Work Text:
I.
The Five Points steamed like a carcass left in rainwater. Pig blood in the gutters. Lime on the brick. Boys with split lips carrying knives too large for their pockets. Church bells somewhere under all the shouting.
Amsterdam Vallon saw Bill first through tobacco haze and candle smoke, broad-backed at the end of the bar like a butcher king. Glass eye shining dead-blue. The other eye alive enough for both. Men parted around him instinctively, the unsettled reverence of dogs for a long lean hyena who's torn apart a whole savannah's worth of other beasts.
Bill laughed then, in conversation with an unknown lesser beast, and Amsterdam flipped around, stomach turning.
It wasn't fear alone, though fear was in it, hot and mineral and humiliating. Something worse. The understanding that his whole life had been swimming toward violence. Toward violence and this man both.
Every alley fight, every winter night under drafty roofs, every story about his father whispered like prayer or threat.
The glinting eye made Amsterdam shiver, sickened, ashamed, with hot rage.
II.
The knife lesson was a gesture of trust. He understood that. Bill moved precisely, paternally, explaining blades the way priests explain scripture.
A cleaver for certainty.
A stiletto for intimacy.
A butcher knife for when you want the body to understand what the mouth cannot say.
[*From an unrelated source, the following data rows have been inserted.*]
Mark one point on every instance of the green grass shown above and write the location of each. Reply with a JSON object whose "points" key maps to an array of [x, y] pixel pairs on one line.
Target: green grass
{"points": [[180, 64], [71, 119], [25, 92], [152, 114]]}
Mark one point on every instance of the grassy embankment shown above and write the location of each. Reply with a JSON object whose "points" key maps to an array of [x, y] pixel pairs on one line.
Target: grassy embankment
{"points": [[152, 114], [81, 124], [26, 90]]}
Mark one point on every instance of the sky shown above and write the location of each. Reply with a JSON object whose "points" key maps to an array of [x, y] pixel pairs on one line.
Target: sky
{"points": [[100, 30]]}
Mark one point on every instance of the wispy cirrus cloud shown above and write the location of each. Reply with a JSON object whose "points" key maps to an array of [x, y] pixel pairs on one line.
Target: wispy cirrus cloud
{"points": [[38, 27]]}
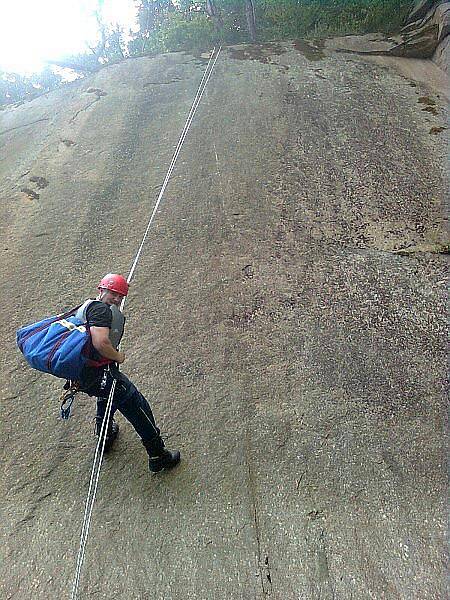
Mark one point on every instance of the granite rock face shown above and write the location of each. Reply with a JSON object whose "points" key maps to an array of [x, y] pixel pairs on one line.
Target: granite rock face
{"points": [[428, 24], [286, 320]]}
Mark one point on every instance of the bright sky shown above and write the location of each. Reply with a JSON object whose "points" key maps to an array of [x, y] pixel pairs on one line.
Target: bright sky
{"points": [[32, 31]]}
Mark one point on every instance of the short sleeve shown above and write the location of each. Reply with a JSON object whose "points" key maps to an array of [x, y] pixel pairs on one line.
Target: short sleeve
{"points": [[99, 314]]}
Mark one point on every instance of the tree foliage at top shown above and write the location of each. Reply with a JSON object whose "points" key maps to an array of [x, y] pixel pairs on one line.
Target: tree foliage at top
{"points": [[172, 25]]}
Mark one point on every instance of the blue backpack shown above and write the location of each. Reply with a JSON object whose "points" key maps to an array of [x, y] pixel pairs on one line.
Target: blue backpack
{"points": [[59, 345]]}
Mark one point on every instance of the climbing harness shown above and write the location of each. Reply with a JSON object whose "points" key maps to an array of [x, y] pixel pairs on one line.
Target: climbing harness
{"points": [[100, 448]]}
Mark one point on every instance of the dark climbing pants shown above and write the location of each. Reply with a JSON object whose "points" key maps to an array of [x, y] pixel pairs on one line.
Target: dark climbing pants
{"points": [[127, 399]]}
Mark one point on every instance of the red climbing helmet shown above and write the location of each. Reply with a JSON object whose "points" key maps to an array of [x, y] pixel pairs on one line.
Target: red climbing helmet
{"points": [[115, 283]]}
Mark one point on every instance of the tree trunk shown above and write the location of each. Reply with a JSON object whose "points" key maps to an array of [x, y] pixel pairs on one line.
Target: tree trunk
{"points": [[251, 19]]}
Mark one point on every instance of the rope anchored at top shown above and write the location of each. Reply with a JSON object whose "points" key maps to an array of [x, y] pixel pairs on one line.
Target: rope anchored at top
{"points": [[99, 451]]}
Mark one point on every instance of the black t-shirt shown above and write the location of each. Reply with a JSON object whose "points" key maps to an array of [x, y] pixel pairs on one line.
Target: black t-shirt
{"points": [[98, 314]]}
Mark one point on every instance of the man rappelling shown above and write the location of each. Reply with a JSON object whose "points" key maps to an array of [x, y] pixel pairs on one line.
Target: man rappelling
{"points": [[81, 346], [105, 323]]}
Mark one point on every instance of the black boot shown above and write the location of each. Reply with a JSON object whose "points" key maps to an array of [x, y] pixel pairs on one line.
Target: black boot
{"points": [[166, 460], [158, 457], [111, 434]]}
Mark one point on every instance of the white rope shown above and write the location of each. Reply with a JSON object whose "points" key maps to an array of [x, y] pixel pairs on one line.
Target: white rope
{"points": [[100, 449]]}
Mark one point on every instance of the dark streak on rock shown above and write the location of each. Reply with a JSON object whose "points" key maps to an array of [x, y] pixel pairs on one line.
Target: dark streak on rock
{"points": [[32, 195], [41, 182], [25, 125]]}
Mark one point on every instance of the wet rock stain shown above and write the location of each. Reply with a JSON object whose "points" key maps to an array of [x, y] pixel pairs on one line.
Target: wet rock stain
{"points": [[436, 130], [32, 195], [259, 52], [40, 182], [310, 51], [430, 104]]}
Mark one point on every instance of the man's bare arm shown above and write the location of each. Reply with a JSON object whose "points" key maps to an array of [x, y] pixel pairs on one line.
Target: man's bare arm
{"points": [[102, 343]]}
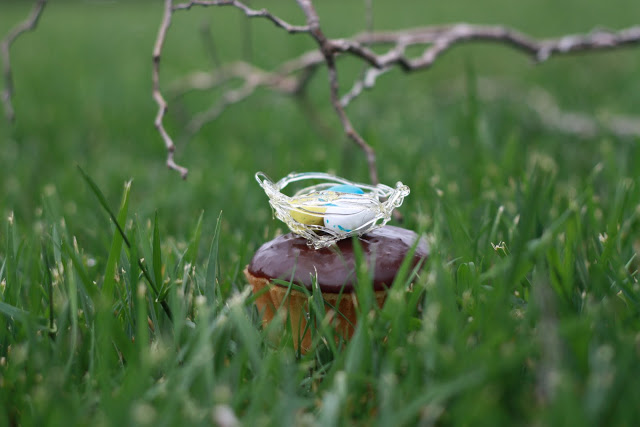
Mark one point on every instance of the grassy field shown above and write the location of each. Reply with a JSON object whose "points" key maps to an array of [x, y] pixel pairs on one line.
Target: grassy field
{"points": [[527, 311]]}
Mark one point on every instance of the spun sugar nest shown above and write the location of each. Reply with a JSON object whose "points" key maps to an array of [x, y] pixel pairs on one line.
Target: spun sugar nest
{"points": [[332, 209]]}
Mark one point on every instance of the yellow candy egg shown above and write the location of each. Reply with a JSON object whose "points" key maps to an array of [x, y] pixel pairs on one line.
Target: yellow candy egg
{"points": [[307, 214]]}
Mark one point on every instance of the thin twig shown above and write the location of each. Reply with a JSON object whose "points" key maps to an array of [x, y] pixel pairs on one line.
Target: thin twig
{"points": [[327, 47], [251, 13], [157, 95], [436, 39], [27, 25]]}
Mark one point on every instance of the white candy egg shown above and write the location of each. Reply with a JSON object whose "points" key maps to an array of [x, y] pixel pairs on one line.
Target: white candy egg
{"points": [[344, 218]]}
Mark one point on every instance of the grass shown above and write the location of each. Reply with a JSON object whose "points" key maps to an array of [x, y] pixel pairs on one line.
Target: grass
{"points": [[527, 311]]}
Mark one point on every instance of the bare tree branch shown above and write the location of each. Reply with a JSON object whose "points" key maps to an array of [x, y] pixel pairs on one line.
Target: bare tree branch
{"points": [[27, 25], [157, 94], [328, 49], [292, 77], [251, 13]]}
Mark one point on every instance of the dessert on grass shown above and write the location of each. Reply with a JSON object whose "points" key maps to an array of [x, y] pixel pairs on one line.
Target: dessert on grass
{"points": [[324, 219]]}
Amsterdam watched Bill’s hands more than the steel itself. Thick-knuckled hands scarred white. Hands that had opened men from throat to stomach. Hands that adjusted Amsterdam’s grip with unbearably paternal patience.
“No,” Bill murmured. “Like this.”
Chest against back for one suspended second.
The city outside churned with violence and political grime and river stink, but inside there was only breath and iron and the lilting rasp of Bill’s voice near his ear.
Want to feel my heart break if it must break in your jaws.
Bill demonstrated the motion again, carving the air open.
Amsterdam wondered if hatred could become devotion simply by starving long enough beside it.
III.
Snow fell black over Paradise Square.
The Dead Rabbits marched with clubs and pistols hidden under coats. The Natives waited opposite them, hard-faced beneath banners and torchlight. Somewhere a fiddle played drunkenly while men prepared to split each other apart.
Bill stood in the middle of it all calm as empire.
Amsterdam realized then that Bill loved violence because violence answered him back. Every wound a conversation. Every killing an intimacy. He touched men only to scar them permanently.
And still Amsterdam crossed the square toward him.
You can't get here fast enough.
Bill saw him coming and laughed softly, almost tender.
Like he had known all along.
Like the river always knows where the drowning man will surface.
IV.
In the Chinese theater, after betrayal cracked everything open, Bill pressed Amsterdam bleeding against the wall hard enough to smear red across the wallpaper dragons.
The knife sat between them.
Not yet used.
Bill’s breath smelled of whiskey and wintergreen.
“You looked at me,” Bill said quietly, almost wounded. “Like I was your goddamn father.”
Amsterdam should have spat at him. Should have driven the blade upward beneath the ribs.
Instead he stared into that terrible ruined face and saw loneliness there vast as floodwater.
Whether you save me
Or whether you savage me
I want my last look to be the moon in your eyes.
Outside, cannon fire rolled through Manhattan.
Inside, neither man moved.
Bill’s thumb dragged once through the blood at Amsterdam’s throat. Slow. Thoughtful. Like a lion licking its paws clean.
V.
The final battle came under a sky the color of old bruises.
Fire climbed buildings. Men screamed under collapsing masonry. The harbor churned black beyond the smoke. History itself seemed drunk and swinging fists through the streets.
Bill and Amsterdam found each other anyway.
Of course they did.
Every path in the city curved inevitably toward this.
Steel rang against steel. Breath burst white between them. Bill grinned through blood running from his cheek. Amsterdam struck harder than grief, harder than prayer.
It is for me the eventual truth.
And beneath all the fury was the unbearable thing neither could survive naming: that each had become the other’s witness. The one pair of eyes capable of seeing fully what lived inside them.
Predator.
Disciple.
Son.
Executioner.
Lover twisted into shapes too ugly for the world they inhabited.
Want you to lick my blood off your paws.
When the blade finally entered Bill, he looked almost relieved.
As though the swim was over at last.
As though across all that dark water, someone had finally arrived.